Uno de los aspectos más relevantes del proyecto de ley de
garantía de igualdad entre hombres y mujeres es sin duda el
concerniente a su situación laboral, obviamente necesitada de
mejora. En España, el salario medio de una mujer es un 19% (15% en
el resto de Europa) inferior al de un varón que realice su mismo
trabajo. Por otra parte, si atendemos a la estadística
correspondiente al año 2004, encontramos que 100.000 españolas
tuvieron que dejar su empleo por razones familiares, mientras que
en el caso de los hombres la cifra es de tan sólo 3.000. Tampoco la
igualdad de oportunidades es la misma, especialmente cuando se
trata de acceder a cargos de importancia.

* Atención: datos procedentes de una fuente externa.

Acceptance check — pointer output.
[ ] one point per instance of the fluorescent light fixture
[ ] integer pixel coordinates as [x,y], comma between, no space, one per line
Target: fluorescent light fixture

Vivimos en un país en el que sonroja comprobar la escasez de
mujeres que ocupan una cátedra, cuando hoy el número de
universitarias es superior al de universitarios. La reseña de los
datos que hablan de una real discriminación al respecto resultaría
abrumadora. Es por todo ello que dicho proyecto de ley -que también
persigue el fin de la discriminación en los ámbitos político, civil
y cultural- debe ser celebrado por aquellos que se esfuerzan por
hacer del nuestro un país que camina hacia la modernidad. Tras su
aprobación, el texto será remitido al Parlamento, en donde, después
de los consiguientes debates y enmiendas, puede ser definitivamente
aprobado en el plazo de unos seis meses. En su conjunto el trámite
no va a ser fácil, y buena prueba de ello lo constituyen las
«reticencias» que desde el mundo empresarial llegan hacia una
futura ley encaminada a liquidar muchos prejuicios anclados ya en
la mentalidad de la mayoría. Ello convierte en casi imprescindible
el que no se trate de una ley que quede únicamente en papel. Porque
si lo que se pretende es acabar de una vez con la discriminación
que todavía planea sobre el panorama laboral de la mujer, es
necesario que las normas tengan un carácter coercitivo. No estamos
ya en tiempos de aconsejar la igualdad laboral entre hombre y
mujer, sino en los de convertirla en obligatoria.